Among the 198 participants screened for gonorrhea and chlamydia, we identified 1 case of gonorrhea (0.5%) and 7 cases of chlamydia (3.5%). The mean (SD) age of participants who were screened for gonorrhea and chlamydia was 29.7 (9.6) years. The case patient with gonorrhea was a 32-year-old man. Among participants identified with chlamydial infection, the mean (SD) age was 26.4 (7.2) years versus 29.6 (9.9) years for persons without chlamydial infection (P = 0.4). Chlamydial infection was not associated with any particular country of origin, sexual orientation, or place of residence. Staff provided cefixime (400 mg) to the person identified with gonococcal infection and azithromycin (1 g) to five persons identified with chlamydial infection, as single oral dose field-delivered therapy. Two additional persons identified with chlamydial infection were referred to the local STD clinic and treated with doxycycline (100 mg twice a day for 7 days). None of the 123 participants screened for syphilis, gonorrhea, and chlamydia was infected with more than one STD.

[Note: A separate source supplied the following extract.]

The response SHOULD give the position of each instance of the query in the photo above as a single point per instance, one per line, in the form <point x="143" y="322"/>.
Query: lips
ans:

This study indicates that screening for STDs at the Day Laborer Program of the San Francisco Department of Public Health was feasible and identified males with STDs from a sample of Latino immigrant urban day laborers. The program identified and referred for treatment one participant with secondary syphilis, an infectious form of the disease. The prevalence of infectious syphilis was less than that found in earlier studies of rural migrant farmworkers that reported syphilis infection rates of 5.6% to 16.0%. 2,4,20 Nonetheless, comparison with these studies might not be warranted because of differences in populations and study settings. When compared with prevalence estimates of STDs among men in San Francisco, the prevalence of gonorrhea in our sample was similar (0.5% versus 0.45%), whereas the prevalence of chlamydia (3.5% versus 0.3%) and infectious syphilis (0.4% versus 0.013%) was greater. 21 Chlamydial infection was more common in younger males, but this difference was not statistically different. Results suggest that community-based STD screenings might be useful for identifying STDs among populations at risk, such as urban Latino immigrant workers. Community-based screening programs might facilitate entry into more traditional healthcare settings, such as full-service clinics for clients requiring additional testing or evaluation by a clinician.
Results from this study should be interpreted cautiously with several limitations in mind. Because this cross-sectional study relied on convenience sampling at one work program in San Francisco, sampling bias might limit the generalizability of our findings to other urban migrant labor populations. Participants screened might have had symptoms or histories suggestive of STDs and thus would be expected to have a higher prevalence of disease than persons without symptoms or histories. Additional demographic factors, sexual history, and physical signs and symptoms were not collected as part of the screening assessment, thereby limiting further description of risk in this population. Also, our findings might be relevant only to California and the western United States as STD prevalence rates among western stream migrants might differ from the prevalence rates of eastern stream migration populations. 2,3,4,10,15,20
Additional research to improve the estimates of STD prevalence among urban migrant laborers is needed to evaluate the disease burden and to establish specific targets for disease control and prevention efforts. Future research that examines the social and behavioral characteristics of urban migrant populations might reveal a greater understanding of the migration-related and cultural factors that govern risk in this marginalized population.